Unsere Frage war, ob wir heute noch Christen sein können? Unsere Antwort ist, dass wir es nicht nur können, sondern sein müssen. Aber wir können es nur, wenn das Christentum als eine noch mitten im Fluss befindliche weltgeschichtliche Bewegung anerkannt, wenn es aus der kirchlichen Erstarrung aufgerüttelt und auf eine breitere Grundlage gestellt wird. Hier also liegt die Aufgabe der Zeit und die Hoffnung der Zukunft. S.157-158
Aus: Rudolf Eucken, Geistesprobleme und Lebensfragen, Ausgewählte Abschnitte aus den Werken. Herausgegeben und eingeleitet von Prof. Dr. Otto Braun
Verlag von Philipp Reclam jun. Leipzig. Reclams Universalbibliothek Nr. 5903-5995

Einheit und Vielheit
Das Verhältnis des Christentums zum Problem der Einheit und Vielheit ist keineswegs einfach, verschiedene, ja entgegengesetzte Strömungen walten und wirken hier gegeneinander; mag das viel Verwicklung und Irrung ergeben, es hat auch viel Bewegung und Weiterbildung des Lebens erzeugt. Schon dass das Christentum seinem unterscheidenden Charakter nach eine Religion von ethischer Art ist, treibt nach verschiedener Richtung: die Moral verlangt ein Handeln und damit eine Selbsttätigkeit wie Selbstständigkeit des Individuums, die Religion gewinnt nur Kraft, wo der Mensch seiner Schwäche bewusst ist und bei höheren Mächten Hilfe sucht. Der ethische Zug überwiegt zunächst in der Fassung der Gottesidee, die gegen die der griechischen Welt aufs wesentlichste verändert wird. Denn in dieser bleibt das Göttliche, auch bei der späteren Erhebung über alles sinnliche Dasein, mit dem Ganzen der Welt aufs engste verbunden und verwachsen, es löst sich nicht als eine selbständige Kraft von ihr ab und tritt ihr nicht frei gegenüber; so erscheint auch sein Wirken weniger als ein freies Handeln denn als ein Naturprozeß, der nur ins Geistige gehoben ist, es wird als ein Ausfließen, Ausstrahlen, Hervorgehen usw., jedenfalls aber als ein Geschehen aus Notwendigkeit vorgestellt.
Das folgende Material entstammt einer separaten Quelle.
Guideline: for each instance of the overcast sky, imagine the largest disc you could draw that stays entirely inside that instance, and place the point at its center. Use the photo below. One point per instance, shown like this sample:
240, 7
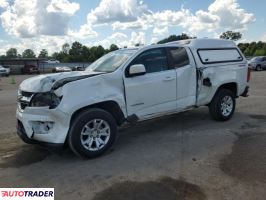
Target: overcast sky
48, 24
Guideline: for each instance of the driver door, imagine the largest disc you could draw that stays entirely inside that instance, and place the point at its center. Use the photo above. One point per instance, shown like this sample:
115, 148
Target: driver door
153, 93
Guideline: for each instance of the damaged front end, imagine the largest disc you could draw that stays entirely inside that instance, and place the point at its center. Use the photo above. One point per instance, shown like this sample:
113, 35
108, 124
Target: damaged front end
40, 118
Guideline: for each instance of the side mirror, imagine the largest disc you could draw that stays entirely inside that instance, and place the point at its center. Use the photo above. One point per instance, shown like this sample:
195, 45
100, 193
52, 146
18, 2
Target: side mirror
137, 70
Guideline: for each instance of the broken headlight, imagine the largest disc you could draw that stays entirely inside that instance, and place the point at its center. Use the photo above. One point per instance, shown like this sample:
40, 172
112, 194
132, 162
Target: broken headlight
48, 99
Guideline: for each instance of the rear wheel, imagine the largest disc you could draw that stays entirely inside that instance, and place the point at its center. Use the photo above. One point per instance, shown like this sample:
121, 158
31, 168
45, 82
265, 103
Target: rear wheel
92, 133
222, 106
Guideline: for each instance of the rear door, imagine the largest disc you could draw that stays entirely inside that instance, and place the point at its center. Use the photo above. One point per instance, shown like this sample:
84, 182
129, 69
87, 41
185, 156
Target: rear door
185, 74
153, 93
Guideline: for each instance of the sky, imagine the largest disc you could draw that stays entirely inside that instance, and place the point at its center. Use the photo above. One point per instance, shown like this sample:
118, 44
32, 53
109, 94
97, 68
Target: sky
48, 24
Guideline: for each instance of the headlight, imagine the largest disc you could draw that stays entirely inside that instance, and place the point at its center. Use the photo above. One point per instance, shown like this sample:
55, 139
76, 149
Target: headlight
45, 99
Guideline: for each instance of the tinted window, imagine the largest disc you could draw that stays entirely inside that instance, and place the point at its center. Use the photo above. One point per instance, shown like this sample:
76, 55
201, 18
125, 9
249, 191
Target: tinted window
154, 60
209, 56
178, 57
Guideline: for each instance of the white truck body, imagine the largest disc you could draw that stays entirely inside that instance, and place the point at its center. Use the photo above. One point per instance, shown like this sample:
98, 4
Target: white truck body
208, 65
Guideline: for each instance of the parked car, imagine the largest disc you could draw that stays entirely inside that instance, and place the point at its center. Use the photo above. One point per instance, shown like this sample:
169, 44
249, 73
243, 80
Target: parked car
78, 68
257, 63
30, 69
52, 61
62, 69
4, 71
84, 109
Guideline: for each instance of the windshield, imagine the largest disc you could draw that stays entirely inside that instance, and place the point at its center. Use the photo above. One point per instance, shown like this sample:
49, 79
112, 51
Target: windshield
111, 61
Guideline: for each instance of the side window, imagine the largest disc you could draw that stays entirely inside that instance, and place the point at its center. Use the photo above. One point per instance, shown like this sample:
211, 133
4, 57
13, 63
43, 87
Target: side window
178, 57
210, 56
154, 60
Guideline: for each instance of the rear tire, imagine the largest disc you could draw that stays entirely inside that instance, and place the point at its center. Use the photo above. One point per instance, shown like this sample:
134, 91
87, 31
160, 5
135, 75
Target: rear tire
222, 106
92, 133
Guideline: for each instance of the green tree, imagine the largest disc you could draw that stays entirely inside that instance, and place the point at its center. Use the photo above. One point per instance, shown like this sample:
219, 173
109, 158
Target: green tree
231, 35
43, 54
28, 53
76, 53
12, 53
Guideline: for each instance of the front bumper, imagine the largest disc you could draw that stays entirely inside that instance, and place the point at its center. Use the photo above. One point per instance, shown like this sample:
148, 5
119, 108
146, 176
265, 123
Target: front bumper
22, 134
32, 125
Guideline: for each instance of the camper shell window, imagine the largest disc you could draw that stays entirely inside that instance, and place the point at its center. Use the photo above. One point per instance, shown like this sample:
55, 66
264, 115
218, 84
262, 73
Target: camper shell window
211, 56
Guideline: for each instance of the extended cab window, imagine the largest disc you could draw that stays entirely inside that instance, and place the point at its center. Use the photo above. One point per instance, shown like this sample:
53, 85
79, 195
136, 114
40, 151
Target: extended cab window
209, 56
154, 60
178, 57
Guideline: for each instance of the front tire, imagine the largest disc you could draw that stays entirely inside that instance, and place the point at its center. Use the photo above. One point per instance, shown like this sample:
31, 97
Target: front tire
92, 133
222, 106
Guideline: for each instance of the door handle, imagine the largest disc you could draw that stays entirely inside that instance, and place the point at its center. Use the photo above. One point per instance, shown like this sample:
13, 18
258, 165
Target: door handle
169, 78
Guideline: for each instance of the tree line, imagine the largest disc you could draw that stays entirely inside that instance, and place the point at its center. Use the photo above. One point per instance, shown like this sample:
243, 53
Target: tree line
76, 52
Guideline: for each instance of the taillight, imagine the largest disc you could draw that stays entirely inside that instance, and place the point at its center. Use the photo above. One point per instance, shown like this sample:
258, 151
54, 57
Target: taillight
249, 75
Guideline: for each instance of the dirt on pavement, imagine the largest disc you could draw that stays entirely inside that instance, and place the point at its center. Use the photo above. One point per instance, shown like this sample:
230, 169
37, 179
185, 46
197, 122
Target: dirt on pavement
163, 189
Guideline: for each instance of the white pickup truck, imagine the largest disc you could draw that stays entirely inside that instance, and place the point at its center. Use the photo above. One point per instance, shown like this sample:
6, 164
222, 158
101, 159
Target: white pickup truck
84, 109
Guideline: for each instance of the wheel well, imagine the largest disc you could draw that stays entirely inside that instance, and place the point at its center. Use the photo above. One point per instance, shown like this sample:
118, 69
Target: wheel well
110, 106
229, 86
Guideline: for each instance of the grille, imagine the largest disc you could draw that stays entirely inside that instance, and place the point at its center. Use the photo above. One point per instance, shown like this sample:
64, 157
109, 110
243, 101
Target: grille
24, 99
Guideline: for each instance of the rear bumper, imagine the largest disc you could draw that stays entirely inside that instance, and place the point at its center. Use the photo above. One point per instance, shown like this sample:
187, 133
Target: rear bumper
245, 93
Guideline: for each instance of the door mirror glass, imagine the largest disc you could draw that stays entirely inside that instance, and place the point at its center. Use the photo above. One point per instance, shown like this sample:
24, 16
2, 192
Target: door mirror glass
137, 70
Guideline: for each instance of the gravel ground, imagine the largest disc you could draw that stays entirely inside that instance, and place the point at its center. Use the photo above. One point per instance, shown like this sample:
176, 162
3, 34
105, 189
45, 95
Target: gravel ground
183, 156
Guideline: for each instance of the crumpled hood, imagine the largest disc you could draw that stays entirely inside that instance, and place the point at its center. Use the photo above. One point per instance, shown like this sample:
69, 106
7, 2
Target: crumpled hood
45, 83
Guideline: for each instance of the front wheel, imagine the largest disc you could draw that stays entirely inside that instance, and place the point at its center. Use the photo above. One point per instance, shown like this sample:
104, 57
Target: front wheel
222, 106
92, 133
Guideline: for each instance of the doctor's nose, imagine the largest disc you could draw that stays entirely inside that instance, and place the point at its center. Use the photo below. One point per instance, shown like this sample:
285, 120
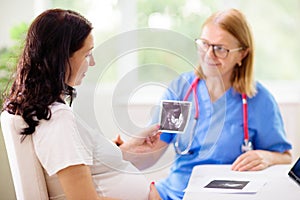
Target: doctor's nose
92, 61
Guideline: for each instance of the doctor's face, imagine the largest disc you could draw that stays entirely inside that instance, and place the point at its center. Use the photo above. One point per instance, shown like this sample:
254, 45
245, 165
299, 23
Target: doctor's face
219, 51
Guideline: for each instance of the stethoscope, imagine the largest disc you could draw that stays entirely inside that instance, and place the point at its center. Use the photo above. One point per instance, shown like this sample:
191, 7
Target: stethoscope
246, 146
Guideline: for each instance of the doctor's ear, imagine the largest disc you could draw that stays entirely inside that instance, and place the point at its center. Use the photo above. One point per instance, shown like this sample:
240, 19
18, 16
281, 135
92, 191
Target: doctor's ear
244, 53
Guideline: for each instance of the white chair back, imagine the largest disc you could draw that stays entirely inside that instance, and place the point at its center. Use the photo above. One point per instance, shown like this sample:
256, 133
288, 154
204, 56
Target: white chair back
27, 173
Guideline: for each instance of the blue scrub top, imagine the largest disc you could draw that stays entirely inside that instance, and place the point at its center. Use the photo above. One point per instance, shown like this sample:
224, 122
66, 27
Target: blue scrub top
219, 133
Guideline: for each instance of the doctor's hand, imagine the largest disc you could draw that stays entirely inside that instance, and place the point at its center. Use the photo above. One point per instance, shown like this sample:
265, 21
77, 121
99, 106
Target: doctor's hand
255, 160
153, 194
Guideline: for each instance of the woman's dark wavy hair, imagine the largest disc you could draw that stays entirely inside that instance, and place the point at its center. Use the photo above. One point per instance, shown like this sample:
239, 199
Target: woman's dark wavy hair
39, 81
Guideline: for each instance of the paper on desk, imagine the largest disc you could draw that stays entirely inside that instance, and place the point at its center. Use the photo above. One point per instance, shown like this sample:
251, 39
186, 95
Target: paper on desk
225, 185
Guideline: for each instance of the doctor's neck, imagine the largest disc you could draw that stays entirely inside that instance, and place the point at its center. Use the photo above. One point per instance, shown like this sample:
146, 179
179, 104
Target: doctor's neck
216, 87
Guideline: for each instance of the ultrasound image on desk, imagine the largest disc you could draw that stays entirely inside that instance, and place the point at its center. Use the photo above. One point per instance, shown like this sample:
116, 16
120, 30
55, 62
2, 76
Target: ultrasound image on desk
227, 184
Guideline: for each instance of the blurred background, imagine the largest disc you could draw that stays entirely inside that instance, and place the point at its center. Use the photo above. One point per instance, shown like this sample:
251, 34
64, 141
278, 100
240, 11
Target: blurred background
275, 26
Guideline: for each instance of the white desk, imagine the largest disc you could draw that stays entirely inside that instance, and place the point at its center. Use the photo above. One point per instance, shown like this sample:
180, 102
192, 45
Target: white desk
278, 185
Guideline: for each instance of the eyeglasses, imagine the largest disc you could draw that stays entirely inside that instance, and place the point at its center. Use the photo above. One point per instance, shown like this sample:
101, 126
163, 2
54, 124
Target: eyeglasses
218, 50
Das Christentum dagegen, hier dem späteren Judentum nahe verwandt, sieht in Gott eine selbständige, der Welt überlegene, rein bei sich selbst befindliche Geistigkeit, sein Wirken wird als ein freies Handeln, seine Mitteilung als die Eröffnung einer seelischen Gemeinschaft gedacht. Ohne Zweifel entsteht damit, namentlich in der Fassung der Menge, die Gefahr eines Sinkens unter menschliche Vorstellungen und Interessen, die Gefahr einer Vermenschlichung; aber so weit das um sich gegriffen hat, die Sache geht nicht darin auf, alle Irrungen dürfen nicht übersehen lassen, dass hier überhaupt erst die Wendung zu einer bei sich selbst befindlichen und aktiven Geistigkeit vollzogen worden ist, dass erst die Religion in jener ethischen Gestalt zu ihrer Anerkennung geführt hat.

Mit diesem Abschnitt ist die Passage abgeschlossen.